The weakness of Aristocracy.
But the evil inherent in all kinds of Aristocracies is that they form a separate interest, which is almost certain to come into conflict with the community’s interests. No wise and just principle has so far been devised for selecting the ruling class, and no safeguard has been suggested to ensure that the few will rule in the interests of all and not for their selfish advantage.
The privileged persons, who are destined to rule, form a class of vested interests, and they look on their privileges as a matter of right that ought to be transmitted unimpaired to their successors. Even the Aristocracy of the best soon degenerates into a class rule.
Flushed with power and authority, they become arrogant and proud and display towards the classes excluded from a share in the government, harshness, and cruelty which have been the more intolerable because accompanied by contempt.
Even an aristocracy of intellect has no convincing appeal to make. High intelligence is not the exclusive property of any single group, and rational individuals are distributed at random up and down the social scale. Of course, a person from a wealthy background stands a better chance of developing his intellectual potentialities. He will receive encouragement from his parents and the benefits of higher education. However, experience has shown that many of our finest intellects have Sprung from humble surroundings, and many of them have all but educated themselves.
The rule of hereditary succession, “aristocracy of breeding,” works evil as well as good. When it has prevailed for a long time, many hereditary dignities descend to persons quite unfit to exercise power or make good use of social influence.
Moreover, the division of people into classes provokes envy and opposition. The rulers become narrow, selfish, and domineering, causing widespread disaffection and,d eventually, rebellion. It is not rational to maintain and put faith in the myth that some are born to rule and others to be ruled. Such a government is unresponsive and irresponsible, for it excludes the masses from finding government interest.
They become the only recipients of orders. Aristocracy, therefore, is exclusive. It does not offer the people political training or political consciousness, which is so essential for citizenship. It is a government for passive dumb, driven creatures and not for politically awakened and active citizens. Similarly, property, like birth, should not be the criterion for elevating a person to rule.
Governing power cannot be wisely restricted to persons who, either by accident of birth, are born in rich families or to whom some freak of fortune has brought riches.

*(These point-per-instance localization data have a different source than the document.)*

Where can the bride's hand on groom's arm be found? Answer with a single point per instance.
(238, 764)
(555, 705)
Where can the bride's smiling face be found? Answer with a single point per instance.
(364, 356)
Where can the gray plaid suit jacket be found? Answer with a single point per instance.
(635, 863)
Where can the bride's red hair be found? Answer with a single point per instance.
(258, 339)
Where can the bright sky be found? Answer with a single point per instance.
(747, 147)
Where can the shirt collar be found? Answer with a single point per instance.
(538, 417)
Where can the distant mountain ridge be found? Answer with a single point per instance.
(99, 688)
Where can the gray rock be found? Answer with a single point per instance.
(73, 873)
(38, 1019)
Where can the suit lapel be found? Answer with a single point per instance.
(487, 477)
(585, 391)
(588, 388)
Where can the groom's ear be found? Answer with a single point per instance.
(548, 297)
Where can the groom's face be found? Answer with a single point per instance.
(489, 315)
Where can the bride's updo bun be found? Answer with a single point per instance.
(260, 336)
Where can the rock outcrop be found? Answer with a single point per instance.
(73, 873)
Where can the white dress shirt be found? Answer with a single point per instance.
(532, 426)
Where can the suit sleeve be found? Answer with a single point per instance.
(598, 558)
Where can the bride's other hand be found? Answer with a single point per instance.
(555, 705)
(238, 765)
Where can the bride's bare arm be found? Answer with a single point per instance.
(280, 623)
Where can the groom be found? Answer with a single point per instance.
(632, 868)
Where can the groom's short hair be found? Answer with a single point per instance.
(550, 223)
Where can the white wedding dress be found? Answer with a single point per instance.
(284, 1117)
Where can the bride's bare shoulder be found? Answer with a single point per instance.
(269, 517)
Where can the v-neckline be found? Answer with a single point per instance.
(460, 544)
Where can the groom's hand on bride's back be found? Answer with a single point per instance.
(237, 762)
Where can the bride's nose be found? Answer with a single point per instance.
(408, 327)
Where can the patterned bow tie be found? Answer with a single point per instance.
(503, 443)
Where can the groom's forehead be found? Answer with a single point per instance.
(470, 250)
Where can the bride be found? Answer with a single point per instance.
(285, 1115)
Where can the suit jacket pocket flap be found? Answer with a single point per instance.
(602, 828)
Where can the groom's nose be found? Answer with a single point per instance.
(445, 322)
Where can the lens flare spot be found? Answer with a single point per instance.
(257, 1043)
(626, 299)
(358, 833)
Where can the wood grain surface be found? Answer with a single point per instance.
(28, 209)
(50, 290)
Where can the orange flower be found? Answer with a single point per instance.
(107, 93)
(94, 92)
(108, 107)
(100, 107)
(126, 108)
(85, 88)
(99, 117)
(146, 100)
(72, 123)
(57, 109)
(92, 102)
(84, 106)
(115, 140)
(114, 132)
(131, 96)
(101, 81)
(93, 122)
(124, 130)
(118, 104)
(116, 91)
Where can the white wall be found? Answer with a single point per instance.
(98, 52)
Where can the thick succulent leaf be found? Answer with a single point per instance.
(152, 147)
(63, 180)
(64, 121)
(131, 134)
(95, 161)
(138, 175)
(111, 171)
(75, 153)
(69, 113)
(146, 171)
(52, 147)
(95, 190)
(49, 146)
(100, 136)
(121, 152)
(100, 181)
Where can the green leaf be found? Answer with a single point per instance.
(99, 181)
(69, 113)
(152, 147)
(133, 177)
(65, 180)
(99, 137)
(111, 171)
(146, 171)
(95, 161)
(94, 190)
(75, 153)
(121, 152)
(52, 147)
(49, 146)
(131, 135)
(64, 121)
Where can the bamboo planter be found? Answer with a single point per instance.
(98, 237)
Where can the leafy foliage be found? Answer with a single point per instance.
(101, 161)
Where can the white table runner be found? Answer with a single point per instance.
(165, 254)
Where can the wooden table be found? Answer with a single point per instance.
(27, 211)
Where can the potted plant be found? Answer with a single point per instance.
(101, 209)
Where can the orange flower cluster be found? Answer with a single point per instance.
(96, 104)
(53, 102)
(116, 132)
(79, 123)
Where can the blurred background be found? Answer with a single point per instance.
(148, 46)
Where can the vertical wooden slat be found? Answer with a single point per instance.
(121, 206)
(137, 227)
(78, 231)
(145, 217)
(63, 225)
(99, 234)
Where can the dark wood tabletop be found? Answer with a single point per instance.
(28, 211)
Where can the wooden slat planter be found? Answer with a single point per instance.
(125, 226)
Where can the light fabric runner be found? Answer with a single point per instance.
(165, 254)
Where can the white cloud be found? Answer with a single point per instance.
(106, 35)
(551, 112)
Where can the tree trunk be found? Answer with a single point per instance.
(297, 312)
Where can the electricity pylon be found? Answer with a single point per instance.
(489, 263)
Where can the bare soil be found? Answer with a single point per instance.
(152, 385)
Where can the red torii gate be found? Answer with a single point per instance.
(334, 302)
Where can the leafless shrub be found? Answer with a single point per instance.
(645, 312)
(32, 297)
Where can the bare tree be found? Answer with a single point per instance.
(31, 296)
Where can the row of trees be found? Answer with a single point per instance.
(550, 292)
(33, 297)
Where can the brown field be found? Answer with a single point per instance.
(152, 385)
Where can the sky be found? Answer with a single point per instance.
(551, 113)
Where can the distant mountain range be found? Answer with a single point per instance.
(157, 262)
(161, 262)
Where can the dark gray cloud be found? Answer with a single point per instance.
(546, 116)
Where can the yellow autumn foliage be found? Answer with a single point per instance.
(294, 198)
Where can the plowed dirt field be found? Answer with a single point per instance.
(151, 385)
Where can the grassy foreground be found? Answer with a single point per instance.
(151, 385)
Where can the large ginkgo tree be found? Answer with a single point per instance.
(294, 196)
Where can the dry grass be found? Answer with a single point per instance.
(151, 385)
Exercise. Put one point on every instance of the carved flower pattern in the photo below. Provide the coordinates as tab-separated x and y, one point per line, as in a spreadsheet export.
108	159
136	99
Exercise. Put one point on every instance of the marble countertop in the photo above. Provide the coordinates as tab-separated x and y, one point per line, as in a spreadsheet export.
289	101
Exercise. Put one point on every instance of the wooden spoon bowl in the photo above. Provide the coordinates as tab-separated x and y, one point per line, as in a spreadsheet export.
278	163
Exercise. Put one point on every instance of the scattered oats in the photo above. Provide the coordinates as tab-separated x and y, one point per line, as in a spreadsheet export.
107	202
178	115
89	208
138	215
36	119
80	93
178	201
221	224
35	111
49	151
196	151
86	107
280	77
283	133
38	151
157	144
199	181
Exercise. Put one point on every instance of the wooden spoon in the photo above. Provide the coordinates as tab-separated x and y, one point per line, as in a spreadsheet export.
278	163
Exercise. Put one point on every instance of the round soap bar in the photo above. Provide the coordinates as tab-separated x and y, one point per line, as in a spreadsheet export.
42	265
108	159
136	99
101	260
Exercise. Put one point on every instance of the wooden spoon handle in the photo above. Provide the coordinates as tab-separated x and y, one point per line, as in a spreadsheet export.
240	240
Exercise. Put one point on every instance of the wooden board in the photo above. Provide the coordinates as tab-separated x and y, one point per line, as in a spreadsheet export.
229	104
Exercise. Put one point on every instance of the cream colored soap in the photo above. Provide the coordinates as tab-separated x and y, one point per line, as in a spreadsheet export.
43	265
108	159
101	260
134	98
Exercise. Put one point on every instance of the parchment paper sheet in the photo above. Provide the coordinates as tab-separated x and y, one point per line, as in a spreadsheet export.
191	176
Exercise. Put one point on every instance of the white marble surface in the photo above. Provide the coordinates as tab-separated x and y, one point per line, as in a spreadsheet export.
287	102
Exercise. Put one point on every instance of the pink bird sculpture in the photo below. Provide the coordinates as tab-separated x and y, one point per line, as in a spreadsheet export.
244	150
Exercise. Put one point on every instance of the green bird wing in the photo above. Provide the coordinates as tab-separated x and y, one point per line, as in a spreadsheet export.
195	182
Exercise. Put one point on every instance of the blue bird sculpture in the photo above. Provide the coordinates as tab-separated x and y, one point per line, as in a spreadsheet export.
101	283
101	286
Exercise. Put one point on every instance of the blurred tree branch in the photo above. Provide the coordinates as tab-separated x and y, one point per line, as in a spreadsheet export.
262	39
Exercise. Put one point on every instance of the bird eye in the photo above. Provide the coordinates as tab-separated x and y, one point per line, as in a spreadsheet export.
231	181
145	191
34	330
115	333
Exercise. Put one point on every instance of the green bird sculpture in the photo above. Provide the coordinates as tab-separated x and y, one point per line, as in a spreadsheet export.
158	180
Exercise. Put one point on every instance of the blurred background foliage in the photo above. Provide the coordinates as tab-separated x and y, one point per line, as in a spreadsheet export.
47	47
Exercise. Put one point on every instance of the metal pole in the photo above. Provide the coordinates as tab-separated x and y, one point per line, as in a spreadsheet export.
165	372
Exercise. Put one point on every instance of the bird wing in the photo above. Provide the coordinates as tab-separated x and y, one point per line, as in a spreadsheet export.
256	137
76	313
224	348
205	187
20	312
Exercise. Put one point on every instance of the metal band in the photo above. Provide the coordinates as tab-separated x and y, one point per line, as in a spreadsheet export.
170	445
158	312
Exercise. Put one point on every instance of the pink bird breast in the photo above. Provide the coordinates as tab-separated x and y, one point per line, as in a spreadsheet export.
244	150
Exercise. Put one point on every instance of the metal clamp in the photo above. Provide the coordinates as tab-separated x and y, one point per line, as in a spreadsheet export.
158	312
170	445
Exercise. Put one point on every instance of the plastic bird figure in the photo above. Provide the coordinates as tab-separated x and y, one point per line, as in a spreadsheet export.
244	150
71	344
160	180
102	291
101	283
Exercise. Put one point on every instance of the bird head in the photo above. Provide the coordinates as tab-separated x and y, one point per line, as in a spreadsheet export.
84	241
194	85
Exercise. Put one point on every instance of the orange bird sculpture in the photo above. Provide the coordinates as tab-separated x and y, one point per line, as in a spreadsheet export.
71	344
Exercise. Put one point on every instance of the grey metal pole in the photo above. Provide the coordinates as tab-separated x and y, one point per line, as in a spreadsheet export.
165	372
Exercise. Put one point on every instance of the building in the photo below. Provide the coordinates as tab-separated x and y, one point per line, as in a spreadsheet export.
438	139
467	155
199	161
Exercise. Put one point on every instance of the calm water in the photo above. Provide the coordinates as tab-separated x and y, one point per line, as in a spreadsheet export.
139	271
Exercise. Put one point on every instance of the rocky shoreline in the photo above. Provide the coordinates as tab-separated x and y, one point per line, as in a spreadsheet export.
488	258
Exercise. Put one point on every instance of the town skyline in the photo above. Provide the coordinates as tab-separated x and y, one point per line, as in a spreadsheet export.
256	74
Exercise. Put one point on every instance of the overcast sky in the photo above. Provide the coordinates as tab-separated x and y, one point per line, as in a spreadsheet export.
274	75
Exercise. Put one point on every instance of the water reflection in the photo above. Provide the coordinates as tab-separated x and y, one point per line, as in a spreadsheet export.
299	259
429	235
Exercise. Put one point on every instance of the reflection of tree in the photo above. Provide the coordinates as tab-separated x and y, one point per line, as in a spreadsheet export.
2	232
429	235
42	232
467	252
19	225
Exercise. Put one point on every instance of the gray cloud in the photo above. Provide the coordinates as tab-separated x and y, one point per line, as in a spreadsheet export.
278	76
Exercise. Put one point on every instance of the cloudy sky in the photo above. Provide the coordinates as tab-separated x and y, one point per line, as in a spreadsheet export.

When in power, such fortunate persons devise all means, sane or insane, to perpetuate their own interests, reducing the masses to a pitiable plight.
A great defect of the aristocracy, says Bluntschli, is its excessive rigidity. A government that has reverence for long-established customs and traditions cannot have a dynamic Outlook. A good government must keep pace with the economic and social requirements of society. The aristocracy will resist all such changes to preserve its power. It is not a dynamic mechanism of government for the fulfillment of the needs of a dynamic man.
It cannot, therefore, serve the purpose of our times. It stands for backwardness. Finally, Aristocracy stands for pomp and splendor. All this grandeur and dignity entail huge expenditure and extravagance at the very high cost of the public good.